El 20 de agosto, vimos un maravilloso espejismo del tipo Fata Morgana. El día estaba claro y luminoso, con un cielo azul y algo de escarcha en el aire.

«El lejano témpano se yergue como una altísima barrera de acantilados que se reflejan en lagos azules y vías de agua en su base. Grandes ciudades blancas y doradas de aspecto oriental a breves intervalos a lo largo de estos acantilados muestran témpanos distantes, algunos que nunca habíamos visto. Flotando sobre estos, hay temblorosas líneas de color violeta y crema de témpanos y bancos aún más remotos. Las líneas se elevan y caen, tiemblan, se disipan y reaparecen en una escena de interminable transformación. La banquisa y los témpanos meridionales, que atrapan los rayos del sol, son dorados, pero hacia el norte, las masas de hielo son púrpuras. Aquí los témpanos adoptan formas cambiantes, primero un castillo, luego un globo alejado del horizonte, que se convierte rápidamente en un hongo, una mezquita o una catedral. La principal característica es el alargamiento vertical del objeto, un pequeño cordón de presión con el aspecto de una línea de almenas o altísimos acantilados.
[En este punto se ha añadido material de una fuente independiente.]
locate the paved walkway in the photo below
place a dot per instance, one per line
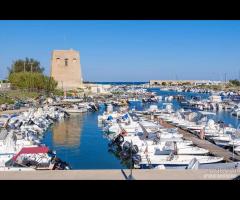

El espejismo es producido por la refracción y se intensifica por las columnas de aire relativamente caliente que sube de varias grietas y canales que se han abierto de diez a treinta kilómetros al norte y al sur».

                                                                   Ernest Henry Shackleton, Sur

                                                                   Libro




Antártida

 

 

Antártida (España, 1995)

Dirección: Manuel Huerga

Guión: Francisco Casavella

Fotografía: Javier Aguirresarobe

Música: John Cale

 

María y Rafa, dos perdedores que se conocen en un café del cual roban 9 kilos de heroína un poco por accidente. En consecuencia, comienzan a ser perseguidos por un traficante coludido con la policía, pero también por un misterioso detective. El viaje de huida los llevará hacia un lugar cualquiera pero en la periferia del mundo.

 

"La ansiedad de todas las mañanas sigue, y sigue el dolor pero ya no quema. Todo se ha vuelto ligero como una pluma. Ya no hay sueños pero tampoco pesadillas. Las voces no me llaman aunque sé que están ahí esperándome. Nada importante. Parece que todo pasó hace un siglo. Enterramos al detective bajo la higuera no muy lejos de la puerta de casa. Tengo la sensación de que aún vigila. Rafa se pasa horas arreglándolo todo a su manera, que es la mía ya para siempre. Y su abuela escucha el ruido de los coches que pasan por allá arriba, en otro mundo, y nunca paran. Nadie ha vuelto por aquí, nadie ha molestado, yo he llegado a este lugar para quedarme, con una familia como las demás, en un mundo tan frío como cualquier otro, para vivir una vida tan corta tan larga como la de cualquiera. Aquí, en la Antártida."